Although revenue growth based on the preliminary medians data shows some improvement to 5.3% from 4.5% the prior year, Vennekotter explained that this median remains much lower than the over 7% that was historically typical for the sector.

"Inpatient admissions were again flat in 2011, repeating trends seen in 2009 and 2010, and will continue to be a factor in our expectations for lower-than-average revenue growth," said Vennekotter.

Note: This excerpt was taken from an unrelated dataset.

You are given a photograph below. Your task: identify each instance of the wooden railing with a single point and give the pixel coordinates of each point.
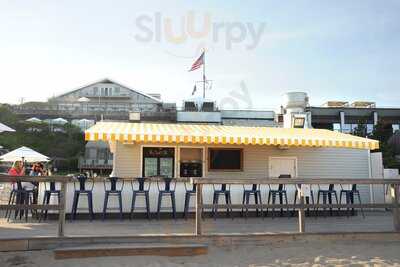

Despite the low growth in top-line revenue, operating performance showed stability and hospital management teams extracted expense reductions that resulted in improvement to bottom line profitability, says Moody's. Also, liquidity measures strengthened as the capital markets remained relatively strong in 2011 and hospitals delayed capital spending.

Payer pressure continues to be felt as Medicare and Medicaid now represent 43.7% and 12.8% of gross patient revenues, respectively, based on the preliminary median data, and represents an increase from 42.3% and 11.6% in FY 2009 and 42.5% and 12.2% in FY 2010, according to Moody's.

The report, "Medians Drive Expectation of Low Revenue Growth Given Flat Volume Trends, Payer Pressures," voices concern over the rise in Medicaid as a percentage of gross hospital revenues as numerous states are making cuts to the program to help balance their budgets.

"As for Medicare, it is the single largest payer for most hospitals, and the program continues to grow as the population ages," said Vennekotter. "Medicare cuts are part of the 2010 federal healthcare reform, and the federal government will likely implement more cuts to the program in order to reduce federal budget deficits."